Mobile-VIT: Optimized for Qualcomm Devices
MobileVit is a machine learning model that can classify images from the Imagenet dataset. It can also be used as a backbone in building more complex models for specific use cases.
This is based on the implementation of Mobile-VIT found here. This repository contains pre-exported model files optimized for Qualcomm® devices. You can use the Qualcomm® AI Hub Models library to export with custom configurations. More details on model performance across various devices, can be found here.
Qualcomm AI Hub Models uses Qualcomm AI Hub Workbench to compile, profile, and evaluate this model. Sign up to run these models on a hosted Qualcomm® device.
Getting Started
There are two ways to deploy this model on your device:
Option 1: Download Pre-Exported Models
Below are pre-exported model assets ready for deployment.

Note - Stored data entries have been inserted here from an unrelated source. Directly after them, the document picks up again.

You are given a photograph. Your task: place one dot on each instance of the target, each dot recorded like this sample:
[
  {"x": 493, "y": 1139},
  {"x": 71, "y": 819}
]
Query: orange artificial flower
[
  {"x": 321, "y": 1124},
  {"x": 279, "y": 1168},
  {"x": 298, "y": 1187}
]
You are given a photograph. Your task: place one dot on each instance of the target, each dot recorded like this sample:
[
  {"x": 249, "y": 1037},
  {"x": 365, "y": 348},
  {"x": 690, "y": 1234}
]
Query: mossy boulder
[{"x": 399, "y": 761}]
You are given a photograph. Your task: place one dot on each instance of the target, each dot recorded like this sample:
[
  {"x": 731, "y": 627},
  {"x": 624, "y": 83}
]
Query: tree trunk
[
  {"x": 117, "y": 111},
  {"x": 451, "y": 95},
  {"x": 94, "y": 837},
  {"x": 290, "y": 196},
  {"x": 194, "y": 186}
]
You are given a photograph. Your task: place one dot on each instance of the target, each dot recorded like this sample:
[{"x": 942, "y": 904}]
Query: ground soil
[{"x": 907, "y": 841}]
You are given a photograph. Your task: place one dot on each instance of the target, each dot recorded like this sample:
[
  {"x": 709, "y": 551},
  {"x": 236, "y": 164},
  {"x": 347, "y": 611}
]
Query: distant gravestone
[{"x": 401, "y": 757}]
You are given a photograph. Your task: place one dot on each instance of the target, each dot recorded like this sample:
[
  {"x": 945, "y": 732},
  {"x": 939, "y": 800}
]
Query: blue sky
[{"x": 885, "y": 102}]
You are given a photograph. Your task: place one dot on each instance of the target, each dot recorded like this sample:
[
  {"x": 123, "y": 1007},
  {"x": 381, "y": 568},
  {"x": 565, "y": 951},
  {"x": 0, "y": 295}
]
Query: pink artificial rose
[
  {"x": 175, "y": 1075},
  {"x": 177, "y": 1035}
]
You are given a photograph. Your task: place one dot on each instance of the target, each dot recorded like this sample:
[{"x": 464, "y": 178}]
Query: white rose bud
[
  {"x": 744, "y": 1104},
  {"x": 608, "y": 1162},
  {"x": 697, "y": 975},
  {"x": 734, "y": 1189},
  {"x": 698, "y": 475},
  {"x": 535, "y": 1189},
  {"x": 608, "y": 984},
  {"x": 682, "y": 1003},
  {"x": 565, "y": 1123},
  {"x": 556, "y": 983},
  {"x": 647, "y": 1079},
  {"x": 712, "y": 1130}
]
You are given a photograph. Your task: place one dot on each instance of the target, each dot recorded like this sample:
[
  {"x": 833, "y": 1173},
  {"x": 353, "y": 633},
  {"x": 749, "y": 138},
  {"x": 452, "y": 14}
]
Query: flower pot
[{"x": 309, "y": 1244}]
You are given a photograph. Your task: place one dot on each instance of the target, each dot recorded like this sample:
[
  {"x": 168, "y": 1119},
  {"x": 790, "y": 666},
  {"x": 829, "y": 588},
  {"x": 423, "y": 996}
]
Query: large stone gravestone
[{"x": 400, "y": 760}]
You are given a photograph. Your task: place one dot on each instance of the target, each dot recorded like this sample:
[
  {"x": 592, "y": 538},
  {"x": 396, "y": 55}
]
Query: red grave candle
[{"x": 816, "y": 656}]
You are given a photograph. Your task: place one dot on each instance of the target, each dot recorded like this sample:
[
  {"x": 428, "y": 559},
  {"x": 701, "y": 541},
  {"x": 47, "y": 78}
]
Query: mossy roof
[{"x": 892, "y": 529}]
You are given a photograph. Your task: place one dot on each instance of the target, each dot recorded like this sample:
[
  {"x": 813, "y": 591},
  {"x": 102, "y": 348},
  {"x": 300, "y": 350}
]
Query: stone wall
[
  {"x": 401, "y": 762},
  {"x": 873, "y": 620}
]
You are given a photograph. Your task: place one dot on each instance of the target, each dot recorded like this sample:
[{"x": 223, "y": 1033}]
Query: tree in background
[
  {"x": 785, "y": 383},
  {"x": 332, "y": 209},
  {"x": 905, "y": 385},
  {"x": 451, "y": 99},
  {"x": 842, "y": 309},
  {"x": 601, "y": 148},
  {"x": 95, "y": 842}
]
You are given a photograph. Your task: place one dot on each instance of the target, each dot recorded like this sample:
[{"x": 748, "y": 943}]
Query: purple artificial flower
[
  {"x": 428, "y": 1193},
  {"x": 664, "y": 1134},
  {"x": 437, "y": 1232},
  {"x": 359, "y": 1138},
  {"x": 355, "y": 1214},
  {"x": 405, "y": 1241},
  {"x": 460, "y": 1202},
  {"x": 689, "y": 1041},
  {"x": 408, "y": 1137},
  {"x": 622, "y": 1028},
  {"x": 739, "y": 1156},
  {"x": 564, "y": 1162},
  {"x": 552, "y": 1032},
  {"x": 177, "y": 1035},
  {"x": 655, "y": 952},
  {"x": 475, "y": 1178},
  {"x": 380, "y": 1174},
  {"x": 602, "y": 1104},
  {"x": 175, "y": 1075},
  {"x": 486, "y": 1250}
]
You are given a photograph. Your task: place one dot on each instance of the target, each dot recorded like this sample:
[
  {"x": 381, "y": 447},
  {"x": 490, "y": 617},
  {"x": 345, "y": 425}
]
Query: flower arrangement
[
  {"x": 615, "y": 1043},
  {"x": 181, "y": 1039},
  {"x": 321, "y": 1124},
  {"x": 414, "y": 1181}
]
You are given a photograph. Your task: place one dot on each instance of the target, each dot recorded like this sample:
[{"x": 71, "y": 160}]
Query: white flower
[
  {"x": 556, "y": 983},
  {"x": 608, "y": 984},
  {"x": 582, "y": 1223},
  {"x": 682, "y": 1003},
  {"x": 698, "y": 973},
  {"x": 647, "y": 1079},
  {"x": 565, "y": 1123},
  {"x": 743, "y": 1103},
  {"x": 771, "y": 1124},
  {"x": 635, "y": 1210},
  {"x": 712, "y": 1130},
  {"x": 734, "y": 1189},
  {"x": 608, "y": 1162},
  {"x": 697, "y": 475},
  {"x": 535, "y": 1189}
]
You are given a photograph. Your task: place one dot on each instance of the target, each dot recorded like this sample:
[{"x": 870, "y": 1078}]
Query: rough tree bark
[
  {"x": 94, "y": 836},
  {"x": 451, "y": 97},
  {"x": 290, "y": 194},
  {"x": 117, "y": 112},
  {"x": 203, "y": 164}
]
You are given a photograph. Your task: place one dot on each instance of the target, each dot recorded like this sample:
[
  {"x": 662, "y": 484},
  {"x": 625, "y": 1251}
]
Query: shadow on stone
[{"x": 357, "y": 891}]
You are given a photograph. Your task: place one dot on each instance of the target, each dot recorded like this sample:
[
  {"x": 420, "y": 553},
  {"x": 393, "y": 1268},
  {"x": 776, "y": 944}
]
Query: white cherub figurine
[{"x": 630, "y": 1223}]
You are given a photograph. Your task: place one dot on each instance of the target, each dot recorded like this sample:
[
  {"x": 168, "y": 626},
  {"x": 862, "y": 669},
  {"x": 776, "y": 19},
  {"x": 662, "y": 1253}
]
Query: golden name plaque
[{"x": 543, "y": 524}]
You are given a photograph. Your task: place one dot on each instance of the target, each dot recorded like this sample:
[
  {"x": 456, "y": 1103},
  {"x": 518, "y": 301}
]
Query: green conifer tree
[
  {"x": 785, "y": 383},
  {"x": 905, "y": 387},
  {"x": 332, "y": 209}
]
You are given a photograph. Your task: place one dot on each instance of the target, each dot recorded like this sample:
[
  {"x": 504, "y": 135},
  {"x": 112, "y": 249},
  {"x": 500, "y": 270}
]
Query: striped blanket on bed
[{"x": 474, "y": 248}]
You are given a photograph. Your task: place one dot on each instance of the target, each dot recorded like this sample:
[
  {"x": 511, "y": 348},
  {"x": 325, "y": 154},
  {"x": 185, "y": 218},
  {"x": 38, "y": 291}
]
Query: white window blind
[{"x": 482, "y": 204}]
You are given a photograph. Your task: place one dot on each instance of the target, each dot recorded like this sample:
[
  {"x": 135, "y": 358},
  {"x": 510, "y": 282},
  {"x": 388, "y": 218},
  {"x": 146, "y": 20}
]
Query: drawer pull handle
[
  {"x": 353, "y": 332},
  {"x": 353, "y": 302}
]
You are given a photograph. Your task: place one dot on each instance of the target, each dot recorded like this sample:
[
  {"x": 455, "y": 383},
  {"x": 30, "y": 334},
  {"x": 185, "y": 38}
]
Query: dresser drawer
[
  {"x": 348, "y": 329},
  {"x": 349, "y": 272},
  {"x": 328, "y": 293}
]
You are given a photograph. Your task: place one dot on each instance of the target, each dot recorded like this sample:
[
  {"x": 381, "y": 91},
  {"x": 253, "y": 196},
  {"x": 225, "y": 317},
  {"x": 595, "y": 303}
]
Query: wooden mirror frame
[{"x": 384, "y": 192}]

| Runtime | Precision | Chipset | SDK Versions | Download |
|---|---|---|---|---|
| ONNX | float | Universal | QAIRT 2.42, ONNX Runtime 1.24.1 | Download |
| ONNX | w8a16 | Universal | QAIRT 2.42, ONNX Runtime 1.24.1 | Download |
| QNN_DLC | float | Universal | QAIRT 2.43 | Download |
| QNN_DLC | w8a16 | Universal | QAIRT 2.43 | Download |
| TFLITE | float | Universal | QAIRT 2.43, TFLite 2.17.0 | Download |
For more device-specific assets and performance metrics, visit Mobile-VIT on Qualcomm® AI Hub.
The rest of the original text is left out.